Recent efforts from other groups to develop IscB-based genome editors have focused on engineering OgeuIscB21,26, which we previously observed to possess mammalian genome editing activity14, or conducting small-scale ortholog screens to identify additional human cell-active IscB proteins23. Two main strategies have been used in these studies to enhance the activity of IscB–ωRNA complexes: mutagenesis of the IscB protein and truncation of the ωRNA scaffold. While these strategies have improved IscB activity in human cells to clinically relevant levels, mutagenesis of the protein scaffold in particular apparently results in increased nonspecific DNA affinity of the complex, reducing genome-wide targeting specificity compared with WT23,24,26. By contrast, by first screening hundreds of orthologs for those with substantial activity using longer guides and, second, adding a REC domain, which is known to be involved in guide:target heteroduplex mismatch detection in the related Cas9 family30,33, we engineered an IscB variant, NovaIscB, with both high specificity and activity. We anticipate that further engineering of the inserted REC domain and design of the IscB-REC domain graft to improve allosteric regulation of REC domain function may allow for further optimization along both parameters. Comparison of NovaIscB with these and other compact RNA-guided DNA-targeting systems (enOgeuIscB, eIscB and AsCas12f–YHAM), which present comparable benefits as each other relative to the established SpCas9 system, showed that NovaIscB possesses a combination of both high activity and high specificity not shown by any other compact system we tested. Further assessment of off-target profiles using an alternative method to tag integration, which may be subject to biases owing to differing target sequences and cleavage patterns across guides and systems, will aid in more comprehensive benchmarking of the numerous available genome editors. Although SpCas9 remains a gold standard for highly efficient genome editing, the compact size of NovaIscB compared with that of SpCas9 renders this system ideal for further development for in vivo delivery.
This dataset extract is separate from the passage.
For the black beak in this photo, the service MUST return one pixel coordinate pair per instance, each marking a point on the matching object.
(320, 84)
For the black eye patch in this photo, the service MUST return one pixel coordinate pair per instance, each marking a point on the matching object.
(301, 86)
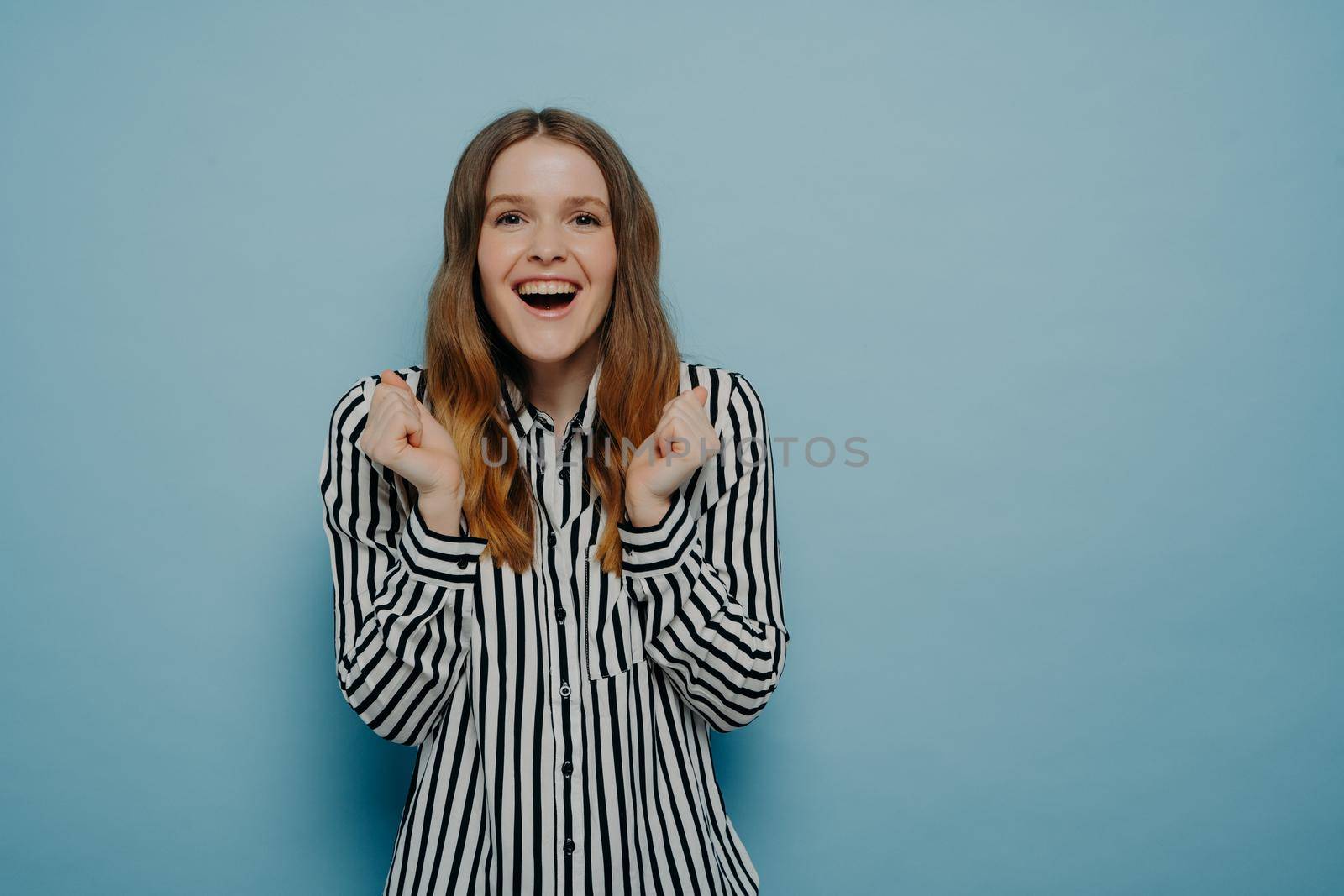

We furthermore showed that NovaIscB can be fused with a methyltransferase and a transcriptional repressor to create a compact OMEGAoff construct. OMEGAoff can be delivered with a single AAV to facilitate stable epigenetic modifications resulting in targeted transcriptional repression in vivo. Moreover, the repression of target genes is maintained over the course of multiple months, possibly owing to the stable expression of AAV and the lasting effect of epigenome modifications. Recent work has shown long-term repression of Pcsk9 by epigenome editing using zinc finger proteins fused to the same methyltransferase and transcriptional repression domains used here, with lipid nanoparticles as the delivery platform in vivo41. The ability to deliver OMEGAoff with AAV opens the door to efficient epigenome modulation in specific tissues that can be targeted with diverse AAV serotypes, and in contrast to zinc finger proteins, the ease of programmability of OMEGAoff provides more flexibility for rapid development of compositions targeting different genes of interest. Moreover, OMEGAoff achieves long-lasting knockdown without introducing DNA breaks or nicks, a potentially safer alternative to traditional gene editing tools that cut DNA. Furthermore, as OrufIscB originates from a human gut metagenome sample, it may show reduced immunogenicity; however, assessment of the immunogenicity of NovaIscB and other IscB-based genome editors will be a critical future step toward their in vivo use.

Finally, we reasoned that, although the NTAAA TAM of NovaIscB permits the targeting of 90% of human genes for gene knockout (Extended Data Fig. 10b) and 93% of human gene promoters for transcriptional regulation (Fig. 5b), expanding the TAM or improving targeting efficiency with noncanonical TAMs would render NovaIscB as a more versatile tool. We additionally have shown the potential of NovaIscB to target a shortened TAM in vitro via mutagenesis of TAM-interacting residues in NovaIscB (Supplementary Fig. 2). However, the TAM of NovaIscB is still relatively restrictive, and looking forward, further engineering of the NovaIscB TAM requirement using domain swapping strategies or protein design to be more permissive could expand the use of this tool across more diverse genomic targets. Engineering the fusions of deaminases, reverse transcriptases or any other domains harnessing endogenous machinery42 with NovaIscB could also further optimize the use of NovaIscB for base editing, prime editing and epigenome editing applications in which delivery with a single AAV is advantageous.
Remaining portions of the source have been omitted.